The Absorption Boiling Method

Ingredients:

1 cup rice
1 teaspoon salt
1¾ cups water

Sufficient to serve six.

Preparation:

  • Wash the rice carefully in cold water and add it to the medium, heavy-bottomed pot with a tight-fitting lid. Add 1¾ cups of water and salt. Mix to combine.
  • Bring to a boil over high heat. As soon as the water start boiling, lower the heat to a gentle simmer and cover with a tight-fitting lid. Cook rice at a gentle simmer until the water is completely absorbed and the rice grain is tender enough and can be easily crushed between the fingers (usually for about 11 to 13 minutes.
  • Remove the pot from the heat and let it sit, undisturbed with the lid on, for at least 5 minutes and for as long as 20 minutes. Remove the lid, fluff the rice gently with a chopstick or fork and serve immediately.


TIPS:
For absorption method always use  heavy-based pot to prevent scorching on the bottom.
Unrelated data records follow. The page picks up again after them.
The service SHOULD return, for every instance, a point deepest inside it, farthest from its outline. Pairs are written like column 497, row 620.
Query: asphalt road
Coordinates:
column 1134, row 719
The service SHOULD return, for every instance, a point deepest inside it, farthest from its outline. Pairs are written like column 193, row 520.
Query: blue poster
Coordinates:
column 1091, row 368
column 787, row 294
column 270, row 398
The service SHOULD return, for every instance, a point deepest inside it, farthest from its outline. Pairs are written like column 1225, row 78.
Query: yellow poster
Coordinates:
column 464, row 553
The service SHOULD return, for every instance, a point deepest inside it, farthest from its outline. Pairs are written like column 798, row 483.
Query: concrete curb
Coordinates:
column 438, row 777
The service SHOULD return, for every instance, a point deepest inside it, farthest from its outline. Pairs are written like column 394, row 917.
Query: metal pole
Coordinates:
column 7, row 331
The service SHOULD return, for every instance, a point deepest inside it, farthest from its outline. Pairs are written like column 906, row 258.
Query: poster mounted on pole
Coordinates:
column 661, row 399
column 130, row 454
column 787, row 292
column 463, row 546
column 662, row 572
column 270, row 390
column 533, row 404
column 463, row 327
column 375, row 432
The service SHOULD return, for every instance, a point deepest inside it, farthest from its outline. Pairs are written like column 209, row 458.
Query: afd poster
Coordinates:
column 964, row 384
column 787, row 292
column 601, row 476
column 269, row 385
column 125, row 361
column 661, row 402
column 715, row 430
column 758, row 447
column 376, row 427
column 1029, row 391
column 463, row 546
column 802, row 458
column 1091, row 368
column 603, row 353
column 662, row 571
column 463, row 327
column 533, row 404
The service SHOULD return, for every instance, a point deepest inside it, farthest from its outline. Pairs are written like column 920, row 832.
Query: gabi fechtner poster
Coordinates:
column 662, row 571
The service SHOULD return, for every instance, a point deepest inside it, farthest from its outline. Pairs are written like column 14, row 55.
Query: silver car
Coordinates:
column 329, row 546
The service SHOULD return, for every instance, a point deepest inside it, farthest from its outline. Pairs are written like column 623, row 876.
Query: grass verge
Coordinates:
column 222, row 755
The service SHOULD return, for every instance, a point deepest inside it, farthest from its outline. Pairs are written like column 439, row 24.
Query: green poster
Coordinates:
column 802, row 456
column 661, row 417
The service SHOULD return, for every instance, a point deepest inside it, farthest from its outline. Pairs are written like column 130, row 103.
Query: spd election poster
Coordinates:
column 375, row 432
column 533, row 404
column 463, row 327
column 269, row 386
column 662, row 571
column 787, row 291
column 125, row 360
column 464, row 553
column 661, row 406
A tight-fitting lid is very important part of the cooking process, it keeps the steam in and helps in cooking rice more evenly. If your lid fits loosely, put a clean tea cloth between the lid and the pot.


NOTE:
It is good idea to lift the lid after ten minutes and check to make sure the rice is fully cooked and all the water is absorbed. Just make sure to put the lid back quickly if rice is not cooked enough.



Real Cooking


Did You Know?
In 1694, rice arrived in South Carolina, probably originating from Madagascar.

In the United States, colonial South Carolina and Georgia grew and amassed great wealth from the slave labor obtained from the Senegambia area of West Africa and from coastal Sierra Leone. At the port of Charleston, through which 40% of all American slave imports passed, slaves from this region of Africa brought the highest prices, in recognition of their prior knowledge of rice culture, which was put to use on the many rice plantations around Georgetown, Charleston, and Savannah. From the slaves, plantation owners learned how to dyke the marshes and periodically flood the fields. At first the rice was milled by hand with wooden paddles, then winnowed in sweetgrass baskets (the making of which was another skill brought by the slaves). The invention of the rice mill increased profitability of the crop, and the addition of water power for the mills in 1787 by millwright Jonathan Lucas was another step forward. Rice culture in the southeastern U.S. became less profitable with the loss of slave labor after the American Civil War, and it finally died out just after the turn of the 20th century.